Daha fazla kanıt gerekiyor
OSU Koleji Toprak, Okyanus ve Atmosfer Bilimleri'nde lisansüstü balıkçılık-araştırmacılık yaptıktan sonra, 2011’de felaketin Japonya'da vurduğu sırada Oregon Deniz Grant’ın desteği ile araştırma yapmakta olan Jason Phillips tarafından merak edilen bir soru da, Fukuşima nükleer santrali tarafından yayılan radyasyonun balık göçü hakkında bazı soruları çözmeye yardımcı olmak için bir çeşit "doğal etiket" olarak kullanılabilir olup olamadığı. Phillips ortaya pilot bir çalışma koydu ama daha çok balık örneğine ve düşük radyosyon oranlarının ölçümü için daha fazla ekipmana ihtiyaç duydu.

Araştırmacılar, avlanan balık örneklerinde Fukuşima kaynaklı olan Sezyum-137 (Cs-137) ve Sezyum-134 (Cs-134) izotoplarına rastladı.
Bu özel bileşimli radyoakatif izotoplar nükleer fisyon tepkimesinde ve yaygın olmamakla beraber nüklear silah yapımında kullanılıyor. Özellikle Cs-134 bozunmasının çok hızlı olması— ki yarı ömrü iki yıldan biraz fazla — nedeniyle Fukuşima nükleerinin çok önemli "parmak izi" olarak görülüyor. Bilim insanları Cs-137’nin muhtemel diğer kaynaklardan gelebilirken, Cs-134 sadece Fukuşima reaktörlerinden gelmiş olabileceğinin altını çiziyor.

Ama araştırma yapan ekibin daha bu radyoaktivite bulgularını desteklemek için daha fazla kanıta ihtiyacı var. Jason Phillips diğer bilim insanları gibi geçen yazı Oregon ve Washington kapalı denizinin yanı sıra West Coast boyunca balıkçılardan ve diğer kaynaklardan balık toplayarak geçirdi. Delvan Neville onlarca labaratuvarda standart dondurulmuş balık testlerine karşı kendi yöntemlerini uyguladı ve aynı sonuçlara ulaştı. Onlar örneklerini Washington eyaletindeki Radyasyondan Korunma Ofisiyle paylaştı. Örnekler ofiste bulunan radyasyon sağlık fizikçisi Lynn Albin tarafından ek onay amaçlı analiz ediliyor.
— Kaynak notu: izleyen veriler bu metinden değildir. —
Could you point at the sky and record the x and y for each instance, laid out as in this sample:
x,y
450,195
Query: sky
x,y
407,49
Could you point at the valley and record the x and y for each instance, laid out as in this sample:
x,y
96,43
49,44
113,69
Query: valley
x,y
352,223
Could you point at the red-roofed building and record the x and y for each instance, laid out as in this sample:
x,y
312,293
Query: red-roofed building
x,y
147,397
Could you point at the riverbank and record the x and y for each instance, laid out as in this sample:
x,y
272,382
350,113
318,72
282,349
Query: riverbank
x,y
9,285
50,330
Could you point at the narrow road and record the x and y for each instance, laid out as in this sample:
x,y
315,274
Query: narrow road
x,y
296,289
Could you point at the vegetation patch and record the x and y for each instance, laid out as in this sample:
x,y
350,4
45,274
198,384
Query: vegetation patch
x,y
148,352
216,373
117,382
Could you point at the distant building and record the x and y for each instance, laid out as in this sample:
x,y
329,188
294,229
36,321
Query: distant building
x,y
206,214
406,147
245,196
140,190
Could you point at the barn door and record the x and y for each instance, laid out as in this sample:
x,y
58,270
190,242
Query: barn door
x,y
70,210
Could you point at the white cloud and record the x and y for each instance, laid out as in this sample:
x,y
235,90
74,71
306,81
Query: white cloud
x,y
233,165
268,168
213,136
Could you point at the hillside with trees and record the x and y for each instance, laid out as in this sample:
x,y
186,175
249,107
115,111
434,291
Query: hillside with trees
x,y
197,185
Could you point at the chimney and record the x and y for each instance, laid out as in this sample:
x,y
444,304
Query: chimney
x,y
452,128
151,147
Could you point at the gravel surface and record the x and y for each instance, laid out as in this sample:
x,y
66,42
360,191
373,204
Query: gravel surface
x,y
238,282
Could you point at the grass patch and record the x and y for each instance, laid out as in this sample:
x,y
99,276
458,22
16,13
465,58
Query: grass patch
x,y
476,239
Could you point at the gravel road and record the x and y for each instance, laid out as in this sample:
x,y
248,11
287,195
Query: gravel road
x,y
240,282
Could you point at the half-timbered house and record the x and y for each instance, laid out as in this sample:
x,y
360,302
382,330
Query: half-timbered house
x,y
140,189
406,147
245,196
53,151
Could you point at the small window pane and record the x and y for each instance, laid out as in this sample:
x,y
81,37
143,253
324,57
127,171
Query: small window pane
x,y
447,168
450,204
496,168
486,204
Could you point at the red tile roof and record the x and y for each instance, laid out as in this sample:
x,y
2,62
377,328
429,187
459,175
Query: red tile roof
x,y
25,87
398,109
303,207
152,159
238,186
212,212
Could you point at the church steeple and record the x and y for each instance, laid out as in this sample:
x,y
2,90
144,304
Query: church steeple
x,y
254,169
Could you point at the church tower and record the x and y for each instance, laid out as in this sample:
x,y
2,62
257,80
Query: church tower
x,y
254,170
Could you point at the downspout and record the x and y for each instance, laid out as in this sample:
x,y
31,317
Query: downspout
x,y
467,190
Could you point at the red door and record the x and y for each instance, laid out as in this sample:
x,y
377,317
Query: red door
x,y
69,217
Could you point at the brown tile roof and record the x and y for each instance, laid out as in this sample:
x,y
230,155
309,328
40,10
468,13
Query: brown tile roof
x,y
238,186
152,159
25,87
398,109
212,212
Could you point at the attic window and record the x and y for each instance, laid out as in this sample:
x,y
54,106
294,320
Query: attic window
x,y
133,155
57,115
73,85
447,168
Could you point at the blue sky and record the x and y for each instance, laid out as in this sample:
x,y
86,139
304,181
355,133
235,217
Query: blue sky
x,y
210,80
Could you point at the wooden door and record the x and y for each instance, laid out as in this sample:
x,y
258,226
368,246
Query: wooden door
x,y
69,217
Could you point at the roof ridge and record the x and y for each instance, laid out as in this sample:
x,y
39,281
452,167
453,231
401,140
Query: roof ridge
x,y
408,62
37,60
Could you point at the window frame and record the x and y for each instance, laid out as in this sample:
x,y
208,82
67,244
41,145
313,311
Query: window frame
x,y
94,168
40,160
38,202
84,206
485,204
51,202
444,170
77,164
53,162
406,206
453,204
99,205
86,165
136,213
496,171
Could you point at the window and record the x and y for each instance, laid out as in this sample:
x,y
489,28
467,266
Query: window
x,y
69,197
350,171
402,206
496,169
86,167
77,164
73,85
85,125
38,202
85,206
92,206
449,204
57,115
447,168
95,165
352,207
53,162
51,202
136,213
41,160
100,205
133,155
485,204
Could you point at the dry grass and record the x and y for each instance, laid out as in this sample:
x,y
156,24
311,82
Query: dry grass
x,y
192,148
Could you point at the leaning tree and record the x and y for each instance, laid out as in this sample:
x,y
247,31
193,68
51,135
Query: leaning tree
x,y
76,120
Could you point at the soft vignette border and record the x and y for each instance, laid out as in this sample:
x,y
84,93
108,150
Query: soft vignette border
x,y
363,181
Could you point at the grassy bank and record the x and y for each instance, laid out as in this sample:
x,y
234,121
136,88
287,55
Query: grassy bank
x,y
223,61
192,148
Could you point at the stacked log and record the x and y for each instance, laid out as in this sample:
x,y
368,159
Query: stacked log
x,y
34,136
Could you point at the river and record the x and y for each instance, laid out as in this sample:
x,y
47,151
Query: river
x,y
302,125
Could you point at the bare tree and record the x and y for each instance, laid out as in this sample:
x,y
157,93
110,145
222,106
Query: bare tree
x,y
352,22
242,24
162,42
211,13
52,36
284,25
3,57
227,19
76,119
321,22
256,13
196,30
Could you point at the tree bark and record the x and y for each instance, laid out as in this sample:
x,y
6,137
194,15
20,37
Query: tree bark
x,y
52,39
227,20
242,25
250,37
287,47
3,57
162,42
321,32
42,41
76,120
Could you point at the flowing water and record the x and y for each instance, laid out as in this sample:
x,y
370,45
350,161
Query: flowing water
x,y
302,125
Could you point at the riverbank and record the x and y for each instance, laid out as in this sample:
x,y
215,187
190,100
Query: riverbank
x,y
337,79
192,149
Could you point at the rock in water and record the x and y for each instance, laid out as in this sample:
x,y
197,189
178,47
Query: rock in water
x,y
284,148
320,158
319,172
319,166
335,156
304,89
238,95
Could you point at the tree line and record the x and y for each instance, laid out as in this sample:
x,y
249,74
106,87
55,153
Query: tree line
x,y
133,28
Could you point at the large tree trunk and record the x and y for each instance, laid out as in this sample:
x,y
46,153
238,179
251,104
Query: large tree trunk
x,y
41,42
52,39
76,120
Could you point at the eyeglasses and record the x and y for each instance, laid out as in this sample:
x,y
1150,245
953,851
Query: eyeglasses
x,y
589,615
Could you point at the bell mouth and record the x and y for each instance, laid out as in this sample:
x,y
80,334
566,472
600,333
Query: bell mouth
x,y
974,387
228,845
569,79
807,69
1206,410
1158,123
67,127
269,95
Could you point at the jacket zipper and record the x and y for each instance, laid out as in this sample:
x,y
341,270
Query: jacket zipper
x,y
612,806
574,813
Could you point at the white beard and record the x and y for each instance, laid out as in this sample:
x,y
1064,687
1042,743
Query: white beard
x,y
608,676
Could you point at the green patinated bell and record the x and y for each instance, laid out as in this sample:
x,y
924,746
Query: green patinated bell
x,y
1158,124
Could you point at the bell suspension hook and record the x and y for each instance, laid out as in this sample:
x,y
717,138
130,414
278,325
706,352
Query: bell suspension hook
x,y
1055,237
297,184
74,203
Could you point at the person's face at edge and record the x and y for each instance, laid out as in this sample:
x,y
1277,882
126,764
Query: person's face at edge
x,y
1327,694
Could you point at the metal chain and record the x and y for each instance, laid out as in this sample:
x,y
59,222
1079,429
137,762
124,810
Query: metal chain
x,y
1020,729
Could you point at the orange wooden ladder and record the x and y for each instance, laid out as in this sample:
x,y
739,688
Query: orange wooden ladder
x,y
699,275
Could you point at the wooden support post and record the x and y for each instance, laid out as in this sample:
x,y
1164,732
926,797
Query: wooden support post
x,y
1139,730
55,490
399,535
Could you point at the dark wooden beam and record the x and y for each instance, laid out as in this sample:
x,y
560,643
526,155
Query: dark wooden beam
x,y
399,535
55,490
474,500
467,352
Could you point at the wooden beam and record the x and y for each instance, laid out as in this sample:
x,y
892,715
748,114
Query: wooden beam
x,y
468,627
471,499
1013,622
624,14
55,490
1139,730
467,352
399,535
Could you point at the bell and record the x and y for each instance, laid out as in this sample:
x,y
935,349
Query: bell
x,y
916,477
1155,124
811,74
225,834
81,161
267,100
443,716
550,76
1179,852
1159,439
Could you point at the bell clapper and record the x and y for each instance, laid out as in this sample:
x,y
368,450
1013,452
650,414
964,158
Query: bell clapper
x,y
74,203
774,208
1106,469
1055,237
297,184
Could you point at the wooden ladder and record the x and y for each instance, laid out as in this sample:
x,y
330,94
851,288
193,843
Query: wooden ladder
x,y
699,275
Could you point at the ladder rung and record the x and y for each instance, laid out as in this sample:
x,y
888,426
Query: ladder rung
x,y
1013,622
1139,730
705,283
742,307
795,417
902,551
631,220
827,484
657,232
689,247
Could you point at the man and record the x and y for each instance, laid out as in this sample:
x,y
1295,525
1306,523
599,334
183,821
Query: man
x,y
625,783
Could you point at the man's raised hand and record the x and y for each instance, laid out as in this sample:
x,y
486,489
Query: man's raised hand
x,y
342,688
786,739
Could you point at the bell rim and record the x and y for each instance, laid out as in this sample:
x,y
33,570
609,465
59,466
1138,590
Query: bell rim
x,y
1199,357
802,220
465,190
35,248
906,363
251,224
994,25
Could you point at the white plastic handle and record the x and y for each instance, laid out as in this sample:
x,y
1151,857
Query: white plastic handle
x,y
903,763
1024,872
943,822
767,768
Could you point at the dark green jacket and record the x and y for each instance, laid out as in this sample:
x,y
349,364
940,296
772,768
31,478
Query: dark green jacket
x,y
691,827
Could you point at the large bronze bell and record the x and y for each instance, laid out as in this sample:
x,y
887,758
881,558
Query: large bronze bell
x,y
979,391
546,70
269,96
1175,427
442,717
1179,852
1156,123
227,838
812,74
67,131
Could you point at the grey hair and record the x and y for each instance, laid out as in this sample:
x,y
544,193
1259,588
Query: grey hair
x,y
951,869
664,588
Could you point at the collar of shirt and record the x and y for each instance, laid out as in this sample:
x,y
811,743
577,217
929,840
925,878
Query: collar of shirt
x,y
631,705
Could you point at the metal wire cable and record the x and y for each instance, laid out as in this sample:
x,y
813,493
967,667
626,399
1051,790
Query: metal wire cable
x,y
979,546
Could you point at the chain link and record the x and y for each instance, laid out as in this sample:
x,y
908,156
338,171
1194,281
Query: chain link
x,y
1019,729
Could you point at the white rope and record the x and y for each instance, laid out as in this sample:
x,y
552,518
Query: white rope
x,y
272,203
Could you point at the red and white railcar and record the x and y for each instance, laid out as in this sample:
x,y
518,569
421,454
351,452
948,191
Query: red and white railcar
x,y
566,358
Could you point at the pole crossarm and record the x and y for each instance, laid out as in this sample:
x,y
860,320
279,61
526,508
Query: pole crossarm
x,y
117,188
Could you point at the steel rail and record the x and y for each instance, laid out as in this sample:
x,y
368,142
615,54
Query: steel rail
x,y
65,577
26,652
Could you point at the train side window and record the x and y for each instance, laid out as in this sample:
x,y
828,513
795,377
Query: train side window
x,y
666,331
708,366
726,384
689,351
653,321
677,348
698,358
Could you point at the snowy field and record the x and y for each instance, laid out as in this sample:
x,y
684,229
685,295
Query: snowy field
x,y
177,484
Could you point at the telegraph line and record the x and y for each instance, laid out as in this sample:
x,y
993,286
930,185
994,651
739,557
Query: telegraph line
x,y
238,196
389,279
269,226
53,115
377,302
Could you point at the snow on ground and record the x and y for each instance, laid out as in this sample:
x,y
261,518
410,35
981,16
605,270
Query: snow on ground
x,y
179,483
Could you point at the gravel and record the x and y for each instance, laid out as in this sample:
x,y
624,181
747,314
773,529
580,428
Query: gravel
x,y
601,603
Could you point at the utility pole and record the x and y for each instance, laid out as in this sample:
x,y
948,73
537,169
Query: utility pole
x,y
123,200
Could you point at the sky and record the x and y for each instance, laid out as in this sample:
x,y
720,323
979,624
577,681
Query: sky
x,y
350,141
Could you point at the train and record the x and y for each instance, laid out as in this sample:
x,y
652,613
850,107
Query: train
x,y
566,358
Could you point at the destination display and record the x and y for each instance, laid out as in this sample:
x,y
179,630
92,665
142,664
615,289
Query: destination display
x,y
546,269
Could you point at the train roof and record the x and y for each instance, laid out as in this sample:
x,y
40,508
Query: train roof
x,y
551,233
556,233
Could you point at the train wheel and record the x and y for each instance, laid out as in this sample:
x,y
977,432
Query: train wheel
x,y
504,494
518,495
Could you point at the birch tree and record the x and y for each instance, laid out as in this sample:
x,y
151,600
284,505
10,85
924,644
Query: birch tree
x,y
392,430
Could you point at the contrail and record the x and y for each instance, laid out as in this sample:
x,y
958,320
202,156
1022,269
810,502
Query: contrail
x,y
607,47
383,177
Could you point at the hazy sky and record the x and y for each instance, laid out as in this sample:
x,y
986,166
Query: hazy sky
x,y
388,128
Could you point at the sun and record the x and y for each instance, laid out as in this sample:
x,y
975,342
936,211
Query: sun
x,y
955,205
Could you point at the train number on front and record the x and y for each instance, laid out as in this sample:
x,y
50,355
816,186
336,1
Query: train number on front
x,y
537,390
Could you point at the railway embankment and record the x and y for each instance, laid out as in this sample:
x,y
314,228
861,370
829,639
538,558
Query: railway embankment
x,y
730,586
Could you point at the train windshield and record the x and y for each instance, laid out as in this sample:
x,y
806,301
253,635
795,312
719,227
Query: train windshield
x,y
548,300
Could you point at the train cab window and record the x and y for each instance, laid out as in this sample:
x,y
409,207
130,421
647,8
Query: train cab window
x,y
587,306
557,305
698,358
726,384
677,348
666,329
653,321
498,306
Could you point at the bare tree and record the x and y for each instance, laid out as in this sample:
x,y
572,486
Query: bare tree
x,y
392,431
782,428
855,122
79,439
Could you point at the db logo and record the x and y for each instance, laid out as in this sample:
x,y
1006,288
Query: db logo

Daha fazla balık test edilmekete ve sonuçlar ilk bulgularala uyum gösteriyor. Balıklarda felaketten önce Cs-134’e rastlanmazken, felaket sonrası yakalanan çok sayıda balıkta izotopun izlerinde rastlandı.

"Test edilen 70 kilo balıkta görülen şey budur" diyen Neville bir iki örneğe bakarak popülasyon hakkında birşey söylenemeyeceğini, beş ya da altı örnek üzerinde çalışıldığında birtakım tahminlerde bulunulabileceğini, kendilerinin bu zamana kadar iki gruba uygun düşmüş 18 örnek üzerinden popülasyon hakında bazı tahminlar yapmaya başlayabileceklerini ifade ediyor.